Dovrebbe essere più che evidente, a una persona razionale, il diritto di disporre della PROPRIA vita. Non riconosciuto (come del resto tanti altri) dalla nostra "civiltà" ancora molto barbarica e poco civile. Una civiltà rimasta abbarbicata a superstiz... pardon, fedi, che null'altro rispecchiano dal primitivo terrore per l'ignoto, che si cerca di vincere inventandosi una spiegazione (ovviamente indimostrabile, e perciò da "credere e basta") a ciò che non si conosce.
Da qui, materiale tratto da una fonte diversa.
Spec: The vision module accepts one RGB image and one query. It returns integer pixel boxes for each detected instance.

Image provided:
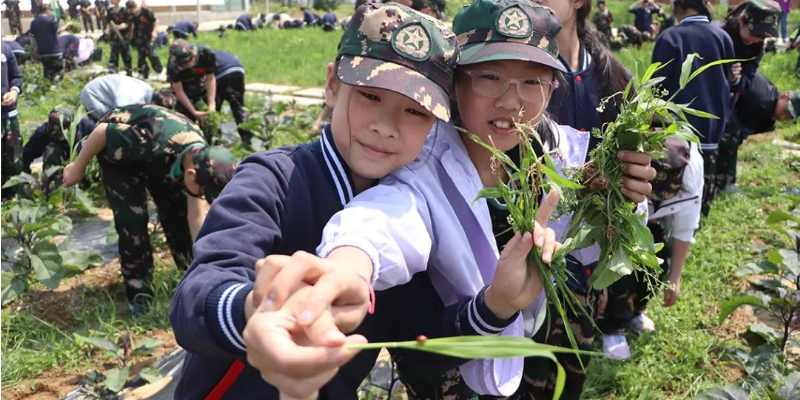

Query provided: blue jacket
[0,42,22,119]
[31,14,62,56]
[172,21,197,38]
[170,128,484,400]
[653,16,734,150]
Certo: ognuno è libero di confortarsi come meglio crede. Ma è giusto IMPORRE tali forme di "consolazione" agli altri? Dovrebbe essere una domanda retorica. Tuttavia per la Santa Inquisizione non lo era. E non è stato, purtroppo, il solo né l'ultimo caso in cui è stato valicato il labile confine tra irrazionalità e prevaricazione: dal credere ciecamente, in maniera non logica e non motivata, in qualcosa, al pretendere d'imporlo con la forza, il passo è breve. Così, chi crede che un certo Dio (di cui non si conosce né il numero di telefono, né l'indirizzo -neanche di posta elettronica- né altro di documentato e dimostrabile) ci abbia assegnato questa vita come un compito da portare a termine, dal quale non si ha il diritto di esimersi, pretende che anche chi non ci crede debba essere sottoposto a questa regola. Qualcuno sa trovare, per definire ciò, parole diverse da "fondamentalismo" "fanatismo religioso" "talebani cattolici" (che, come quelli islamici, fondano la propria ottusa prepotenza sull'autorità statale)?
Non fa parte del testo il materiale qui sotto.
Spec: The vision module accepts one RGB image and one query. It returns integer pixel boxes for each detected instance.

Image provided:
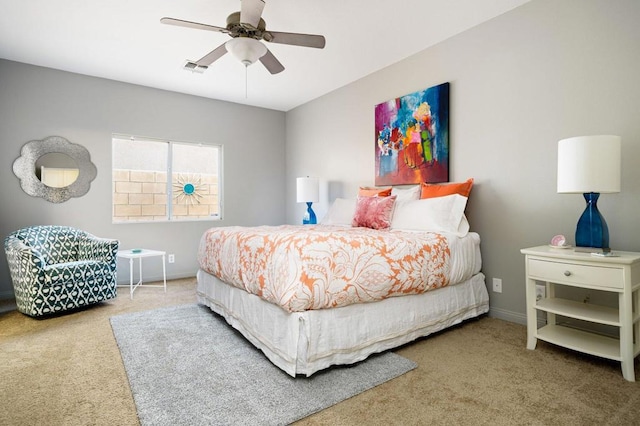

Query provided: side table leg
[162,254,167,293]
[129,258,133,300]
[525,274,538,350]
[618,291,636,382]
Nessuno nega che la convivenza sociale presupponga delle regole coercitive. Proprio questo distingue il barbaro, l'uomo-bestia, dall'uomo evoluto. Ma affinché sia davvero così, le regole devono rendere ogni individuo libero nella massima misura in cui può esserlo senza intaccare la libertà altrui. Si potrebbero fare, al riguardo, mille esempi, e da molti potrebbe venir fuori che tante regole vigenti non fanno altro, invece, che ampliare ingiustificatamente la "libertà" di alcuni, soffocando quella altrui (e naturalmente, una libertà sopraffatoria non merita questo nome, in quanto io godo una VERA libertà solo quando l'altro è altrettanto libero). Per restare in tema: partendo dal diritto alla vita -che costituisce una libertà inalienabile di tutti- a rigor di logica, appare evidente che, se il divieto di omicidio è giustamente volto a tutelare tale diritto (impedendo che uno impedisca ad altri di goderne), non altrettanto si può dire per il divieto di suicidio, atto con il quale uno non intacca la sfera di nessuno, viceversa tale divieto intacca la propria. Non c'è un vero diritto alla vita, se non comprende quello alla morte.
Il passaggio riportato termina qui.